Francesco Garbelli, Senza Titolo, 1992, Milano.
Francesco Garbelli, Senza Titolo, 1992, Milano.

Non possiamo stabilire quanto Garbelli ci sia negli artisti urbani di nuova generazione. È probabile che ce ne sia molto, seppur in modo casuale e indiretto. Garbelli toccò alcuni temi e sfruttò alcuni concetti (visuali e iconografici; giochi di percezione e antropomorfismi) che non si possono attribuire ad un’artista in particolare quanto all’immaginario collettivo.
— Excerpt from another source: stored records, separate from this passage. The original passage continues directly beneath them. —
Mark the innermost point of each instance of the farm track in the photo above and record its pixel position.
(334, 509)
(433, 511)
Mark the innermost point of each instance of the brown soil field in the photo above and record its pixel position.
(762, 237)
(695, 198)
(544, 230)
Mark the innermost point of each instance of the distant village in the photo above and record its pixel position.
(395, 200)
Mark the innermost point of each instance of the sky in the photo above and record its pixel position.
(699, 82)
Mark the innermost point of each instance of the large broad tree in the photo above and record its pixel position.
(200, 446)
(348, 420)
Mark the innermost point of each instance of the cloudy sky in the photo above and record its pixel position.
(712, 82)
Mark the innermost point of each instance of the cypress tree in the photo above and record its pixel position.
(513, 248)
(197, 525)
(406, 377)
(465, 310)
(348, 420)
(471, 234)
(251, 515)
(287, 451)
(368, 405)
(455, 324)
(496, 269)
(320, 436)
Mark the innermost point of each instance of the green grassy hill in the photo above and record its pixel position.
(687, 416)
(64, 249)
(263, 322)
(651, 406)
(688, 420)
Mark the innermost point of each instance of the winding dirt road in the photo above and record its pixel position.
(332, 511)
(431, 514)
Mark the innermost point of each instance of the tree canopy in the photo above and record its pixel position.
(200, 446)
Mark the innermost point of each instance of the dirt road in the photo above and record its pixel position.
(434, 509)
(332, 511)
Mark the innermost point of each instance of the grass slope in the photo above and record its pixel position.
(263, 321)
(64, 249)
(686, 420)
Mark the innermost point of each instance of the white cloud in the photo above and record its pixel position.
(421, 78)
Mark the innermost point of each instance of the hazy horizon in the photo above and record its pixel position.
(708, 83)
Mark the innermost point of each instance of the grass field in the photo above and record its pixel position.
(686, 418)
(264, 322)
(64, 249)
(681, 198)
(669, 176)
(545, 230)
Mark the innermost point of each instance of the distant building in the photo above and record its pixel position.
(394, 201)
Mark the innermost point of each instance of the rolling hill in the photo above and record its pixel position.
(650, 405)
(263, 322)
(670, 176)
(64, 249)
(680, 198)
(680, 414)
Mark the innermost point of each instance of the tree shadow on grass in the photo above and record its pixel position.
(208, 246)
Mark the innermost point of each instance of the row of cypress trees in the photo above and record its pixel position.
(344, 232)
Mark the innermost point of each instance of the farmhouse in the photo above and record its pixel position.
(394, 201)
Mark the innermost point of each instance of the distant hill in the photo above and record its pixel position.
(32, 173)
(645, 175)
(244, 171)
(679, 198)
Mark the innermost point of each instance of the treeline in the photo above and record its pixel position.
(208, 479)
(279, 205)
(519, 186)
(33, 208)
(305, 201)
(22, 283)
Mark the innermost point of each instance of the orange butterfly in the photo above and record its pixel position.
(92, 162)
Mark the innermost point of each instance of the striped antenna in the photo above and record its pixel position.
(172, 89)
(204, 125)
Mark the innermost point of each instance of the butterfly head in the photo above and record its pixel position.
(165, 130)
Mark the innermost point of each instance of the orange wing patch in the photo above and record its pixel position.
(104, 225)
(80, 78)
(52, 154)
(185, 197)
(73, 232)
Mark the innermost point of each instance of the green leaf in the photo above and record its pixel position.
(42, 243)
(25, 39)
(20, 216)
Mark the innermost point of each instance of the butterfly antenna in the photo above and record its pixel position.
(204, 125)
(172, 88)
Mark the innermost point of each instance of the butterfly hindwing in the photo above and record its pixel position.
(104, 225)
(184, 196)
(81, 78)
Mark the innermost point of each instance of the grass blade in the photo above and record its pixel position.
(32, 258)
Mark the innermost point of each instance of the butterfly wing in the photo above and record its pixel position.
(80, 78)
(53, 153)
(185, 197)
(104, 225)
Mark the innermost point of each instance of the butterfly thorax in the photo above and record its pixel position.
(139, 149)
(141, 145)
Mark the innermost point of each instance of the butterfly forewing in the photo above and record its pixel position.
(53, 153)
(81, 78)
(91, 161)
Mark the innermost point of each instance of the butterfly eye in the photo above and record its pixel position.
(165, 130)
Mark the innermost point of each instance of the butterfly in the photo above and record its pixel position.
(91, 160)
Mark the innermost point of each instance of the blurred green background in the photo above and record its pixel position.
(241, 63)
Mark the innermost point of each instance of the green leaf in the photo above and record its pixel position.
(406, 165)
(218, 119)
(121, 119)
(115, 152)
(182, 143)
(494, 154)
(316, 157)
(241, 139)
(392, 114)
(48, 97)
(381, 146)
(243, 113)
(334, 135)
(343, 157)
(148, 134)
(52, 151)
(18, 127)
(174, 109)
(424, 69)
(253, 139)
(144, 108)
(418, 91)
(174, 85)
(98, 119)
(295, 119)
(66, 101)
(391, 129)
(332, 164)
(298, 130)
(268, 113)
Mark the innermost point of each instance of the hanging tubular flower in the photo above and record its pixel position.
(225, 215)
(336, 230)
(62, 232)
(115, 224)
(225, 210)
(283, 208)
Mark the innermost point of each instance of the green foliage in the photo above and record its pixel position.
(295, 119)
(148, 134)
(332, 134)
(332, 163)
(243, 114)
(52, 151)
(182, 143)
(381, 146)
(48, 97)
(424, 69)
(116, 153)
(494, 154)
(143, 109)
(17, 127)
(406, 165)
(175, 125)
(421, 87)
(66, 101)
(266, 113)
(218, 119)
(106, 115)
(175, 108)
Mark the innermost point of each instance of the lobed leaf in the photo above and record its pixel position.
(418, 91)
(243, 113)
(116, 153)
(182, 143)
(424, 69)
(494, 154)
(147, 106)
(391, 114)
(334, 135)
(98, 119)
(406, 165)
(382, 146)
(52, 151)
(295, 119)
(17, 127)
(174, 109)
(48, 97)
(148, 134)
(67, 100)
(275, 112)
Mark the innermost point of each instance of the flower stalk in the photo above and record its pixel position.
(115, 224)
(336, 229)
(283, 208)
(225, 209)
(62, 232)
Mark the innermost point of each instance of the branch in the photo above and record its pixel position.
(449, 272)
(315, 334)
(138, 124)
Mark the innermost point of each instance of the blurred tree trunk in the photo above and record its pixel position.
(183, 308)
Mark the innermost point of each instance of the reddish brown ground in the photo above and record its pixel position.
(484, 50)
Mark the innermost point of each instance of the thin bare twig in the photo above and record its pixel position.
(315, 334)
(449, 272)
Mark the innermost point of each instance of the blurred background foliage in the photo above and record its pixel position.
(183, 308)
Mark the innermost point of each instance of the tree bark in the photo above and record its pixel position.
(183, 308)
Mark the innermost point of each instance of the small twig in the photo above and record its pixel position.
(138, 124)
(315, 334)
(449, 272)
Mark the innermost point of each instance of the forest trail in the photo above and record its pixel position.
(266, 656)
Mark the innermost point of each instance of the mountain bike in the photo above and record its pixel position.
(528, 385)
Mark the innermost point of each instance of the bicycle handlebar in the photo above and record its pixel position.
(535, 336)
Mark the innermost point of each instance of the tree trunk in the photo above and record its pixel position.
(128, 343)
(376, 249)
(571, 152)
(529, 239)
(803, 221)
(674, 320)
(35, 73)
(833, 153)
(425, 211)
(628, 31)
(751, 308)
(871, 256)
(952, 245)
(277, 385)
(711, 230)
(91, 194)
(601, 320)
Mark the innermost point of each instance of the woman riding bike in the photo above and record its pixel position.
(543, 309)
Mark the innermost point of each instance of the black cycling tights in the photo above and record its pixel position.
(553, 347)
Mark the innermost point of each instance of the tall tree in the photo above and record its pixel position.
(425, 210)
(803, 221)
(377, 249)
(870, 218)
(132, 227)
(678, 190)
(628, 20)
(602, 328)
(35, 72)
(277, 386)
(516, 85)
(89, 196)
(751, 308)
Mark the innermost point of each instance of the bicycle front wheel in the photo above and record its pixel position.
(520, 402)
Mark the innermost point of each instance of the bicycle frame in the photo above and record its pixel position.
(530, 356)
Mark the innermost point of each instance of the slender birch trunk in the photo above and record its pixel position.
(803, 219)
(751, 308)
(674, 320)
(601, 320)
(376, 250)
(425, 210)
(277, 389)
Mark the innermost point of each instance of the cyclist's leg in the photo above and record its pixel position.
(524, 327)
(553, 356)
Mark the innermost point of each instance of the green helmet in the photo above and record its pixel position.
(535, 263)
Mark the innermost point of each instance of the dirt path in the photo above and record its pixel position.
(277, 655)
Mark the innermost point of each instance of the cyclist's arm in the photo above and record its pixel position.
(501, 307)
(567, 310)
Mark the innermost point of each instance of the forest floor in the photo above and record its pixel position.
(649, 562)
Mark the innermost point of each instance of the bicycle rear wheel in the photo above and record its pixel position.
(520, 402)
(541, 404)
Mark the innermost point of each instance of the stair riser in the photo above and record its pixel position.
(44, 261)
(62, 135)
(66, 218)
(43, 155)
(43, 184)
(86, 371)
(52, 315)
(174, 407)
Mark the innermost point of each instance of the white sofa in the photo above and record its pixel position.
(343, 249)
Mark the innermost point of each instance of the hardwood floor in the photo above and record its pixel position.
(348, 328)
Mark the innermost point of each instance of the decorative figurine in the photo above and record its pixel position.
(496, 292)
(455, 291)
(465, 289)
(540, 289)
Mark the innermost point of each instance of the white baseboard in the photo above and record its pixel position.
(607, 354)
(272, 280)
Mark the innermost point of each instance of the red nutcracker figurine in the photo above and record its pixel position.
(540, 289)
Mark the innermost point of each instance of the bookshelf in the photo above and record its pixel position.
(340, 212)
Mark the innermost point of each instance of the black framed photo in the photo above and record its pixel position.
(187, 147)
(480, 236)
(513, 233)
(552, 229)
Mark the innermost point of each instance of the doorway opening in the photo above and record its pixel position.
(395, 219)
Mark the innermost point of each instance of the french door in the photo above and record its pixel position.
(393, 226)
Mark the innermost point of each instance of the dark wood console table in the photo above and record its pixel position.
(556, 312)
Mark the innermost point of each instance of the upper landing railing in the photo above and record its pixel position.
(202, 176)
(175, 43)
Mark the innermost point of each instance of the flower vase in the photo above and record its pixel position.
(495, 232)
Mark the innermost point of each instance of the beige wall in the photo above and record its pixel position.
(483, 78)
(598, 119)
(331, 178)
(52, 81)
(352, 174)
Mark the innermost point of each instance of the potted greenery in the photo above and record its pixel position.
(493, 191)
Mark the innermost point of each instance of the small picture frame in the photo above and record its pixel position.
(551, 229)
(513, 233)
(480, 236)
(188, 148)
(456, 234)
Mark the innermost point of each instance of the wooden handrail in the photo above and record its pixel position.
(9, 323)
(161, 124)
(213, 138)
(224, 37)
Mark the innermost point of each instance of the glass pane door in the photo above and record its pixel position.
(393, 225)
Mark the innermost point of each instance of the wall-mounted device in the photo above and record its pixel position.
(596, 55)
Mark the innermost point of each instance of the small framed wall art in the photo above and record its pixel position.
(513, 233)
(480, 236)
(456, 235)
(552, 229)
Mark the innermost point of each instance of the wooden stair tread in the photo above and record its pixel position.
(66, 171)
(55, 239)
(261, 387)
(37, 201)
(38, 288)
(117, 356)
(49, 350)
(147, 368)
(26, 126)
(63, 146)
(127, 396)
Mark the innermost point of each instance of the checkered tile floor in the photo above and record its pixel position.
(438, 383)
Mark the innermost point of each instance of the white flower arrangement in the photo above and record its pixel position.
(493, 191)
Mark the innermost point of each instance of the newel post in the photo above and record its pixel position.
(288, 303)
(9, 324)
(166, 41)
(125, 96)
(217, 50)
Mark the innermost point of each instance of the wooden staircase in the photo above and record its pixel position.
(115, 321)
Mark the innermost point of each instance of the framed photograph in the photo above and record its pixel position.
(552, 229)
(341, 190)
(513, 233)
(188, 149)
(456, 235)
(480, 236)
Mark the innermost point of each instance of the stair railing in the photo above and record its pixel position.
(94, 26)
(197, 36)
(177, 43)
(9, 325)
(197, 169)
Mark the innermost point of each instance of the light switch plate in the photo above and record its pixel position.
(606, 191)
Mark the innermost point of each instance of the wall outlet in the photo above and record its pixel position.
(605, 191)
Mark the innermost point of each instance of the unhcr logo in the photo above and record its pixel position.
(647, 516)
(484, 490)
L’arte della metafora per esempio, ovvero quello che nella street art possiamo riassumere nell’equazione “questa forma x mi ricorda y quindi la trasformo in y” è molto in voga da decenni: hanno operato così Banksy, Pao, il collettivo Mentalgassi e Clet ovviamente… ma la cosa riguarda praticamente, quasi tutti. Inoltre Garbelli scese in strada quando i trentenni di oggi avevano sì e no cinque anni. La sua produzione non è stata sufficientemente promossa in rete e questo sappiamo che ha un peso determinante sulla percezione della qualità-fama (più presente = più famoso). In altre parole, Garbelli ha attraversato i decenni senza troppo clamore ma è paradossalmente grazie alla curiosità della nuova generazione di street artist che sta riscontrando rinnovata considerazione.

Francesco Garbelli, “Il paradosso del pedone”, Regensburger Mai Dult, 1995.
Francesco Garbelli, “Il paradosso del pedone”, Regensburger Mai Dult, 1995.